Isn’t it time to ask whether these exemptions and “tax expenditures” are fair and necessary? Do they contribute to the common good? Why should government support religion in this fashion? Further, churches should be taxed on any revenue above that spent on genuine, demonstrable charitable activities.
Tax exempt insurers?? Providers?? Relieving a burden of government?
Now we coerce people via fear of a punitive financial tax penalty to enter into contracts with these very corporations who abuse tax exempt status. RICO!!!!!!!!!!!!!!!!!
Ruth take a look at the 990 Forms file by “tax exempt corporations” in the health service industry? Kaiser’s Mid Atlantic Health Plan, for one? This entire healthcare reform act is a rouse. Did anyone ever mention “tax exempt status” in the entire healthcare debate. This is textbook unequal protection. Corporation continue to profit just as slave owners profited off of the servitude of their property, called slaves.
We are all subordinate to corporations who buy law just as Jefferson feared!
Life and liberty subject to the dictates of corporate slime, who buy law!
So the fundamental question of equal protection and due process have again been gutted under the color of law just as slavery was once protected by the likes of a Taney! Nice job Scaglia? Meanwhile how much “value” will America squander today collectively right out the tailpipe?? Yup slaves exploited for energy?? Maybe the billion plus dollars squandered today by Americans using gasoline, could serve a better purpose than lining the pockets of corporate fascists!
Does the United Way of the Red Cross or BSOA have 11 million dollars to pay a executive like Blue Cross Blue Shield? HELL NO! SO the $1200 month premium paid to BCBS, under fear of tax penalty goes to a “TAX EXEMPT CORPORATION.”

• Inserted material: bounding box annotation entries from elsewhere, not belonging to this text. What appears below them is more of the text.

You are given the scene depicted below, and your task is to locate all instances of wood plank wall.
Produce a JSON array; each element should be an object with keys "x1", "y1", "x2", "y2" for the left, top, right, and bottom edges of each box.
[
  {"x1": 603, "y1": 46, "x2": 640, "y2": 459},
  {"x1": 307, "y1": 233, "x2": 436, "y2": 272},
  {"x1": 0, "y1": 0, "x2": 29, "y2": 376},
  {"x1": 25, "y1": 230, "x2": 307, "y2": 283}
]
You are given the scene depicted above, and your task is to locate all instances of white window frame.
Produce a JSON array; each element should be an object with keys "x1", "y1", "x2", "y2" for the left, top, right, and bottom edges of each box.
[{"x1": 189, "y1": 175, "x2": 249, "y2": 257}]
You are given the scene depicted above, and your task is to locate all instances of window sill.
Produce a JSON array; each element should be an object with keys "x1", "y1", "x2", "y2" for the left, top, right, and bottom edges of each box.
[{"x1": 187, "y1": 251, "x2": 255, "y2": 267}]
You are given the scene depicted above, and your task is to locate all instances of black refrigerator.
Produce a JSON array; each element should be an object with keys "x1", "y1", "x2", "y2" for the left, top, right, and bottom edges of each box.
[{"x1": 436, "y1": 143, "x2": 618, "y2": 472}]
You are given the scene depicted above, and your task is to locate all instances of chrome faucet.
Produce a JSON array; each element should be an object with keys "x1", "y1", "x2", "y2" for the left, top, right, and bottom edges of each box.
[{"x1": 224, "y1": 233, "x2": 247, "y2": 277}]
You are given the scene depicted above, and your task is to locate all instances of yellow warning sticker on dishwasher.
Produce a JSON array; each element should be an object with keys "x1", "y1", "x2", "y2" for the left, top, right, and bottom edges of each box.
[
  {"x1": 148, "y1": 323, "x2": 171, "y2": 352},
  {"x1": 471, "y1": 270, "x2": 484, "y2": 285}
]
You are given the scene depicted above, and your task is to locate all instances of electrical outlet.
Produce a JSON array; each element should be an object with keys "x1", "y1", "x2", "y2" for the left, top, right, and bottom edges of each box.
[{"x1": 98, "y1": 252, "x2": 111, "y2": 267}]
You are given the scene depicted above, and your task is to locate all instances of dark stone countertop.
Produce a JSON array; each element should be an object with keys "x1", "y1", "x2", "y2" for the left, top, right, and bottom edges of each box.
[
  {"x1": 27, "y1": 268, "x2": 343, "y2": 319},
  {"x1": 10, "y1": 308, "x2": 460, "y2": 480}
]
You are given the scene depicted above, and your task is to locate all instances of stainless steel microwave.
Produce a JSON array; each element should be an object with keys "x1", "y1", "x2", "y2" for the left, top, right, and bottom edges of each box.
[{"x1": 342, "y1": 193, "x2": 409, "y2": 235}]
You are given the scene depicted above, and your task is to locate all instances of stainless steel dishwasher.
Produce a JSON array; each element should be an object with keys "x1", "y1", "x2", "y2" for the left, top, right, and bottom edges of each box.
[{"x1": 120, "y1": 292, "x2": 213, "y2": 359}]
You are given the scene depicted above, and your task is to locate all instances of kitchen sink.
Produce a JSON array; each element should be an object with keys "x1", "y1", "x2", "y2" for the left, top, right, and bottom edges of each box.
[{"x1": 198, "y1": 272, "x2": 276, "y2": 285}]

What a deal for America?????????
Did some consulting for a medical specialty group in the late 1980s. They were being shaken down by a Catholic mercy hospital. The nuns had just built a 1000 bed hospital, paid cash. Now there was another building fund drive to eventually replace the brand new hospital.
I took the “building fund director” out for an expensive meal and drinks. He admitted that after the new hospital had been paid for in cold hard cash, the building fund still had enough money to build another hospital for cash.
The american people are being ripped off in so many ways that the only solution to the “medical crisis” is to hire Switzerland to run the entire medical care system.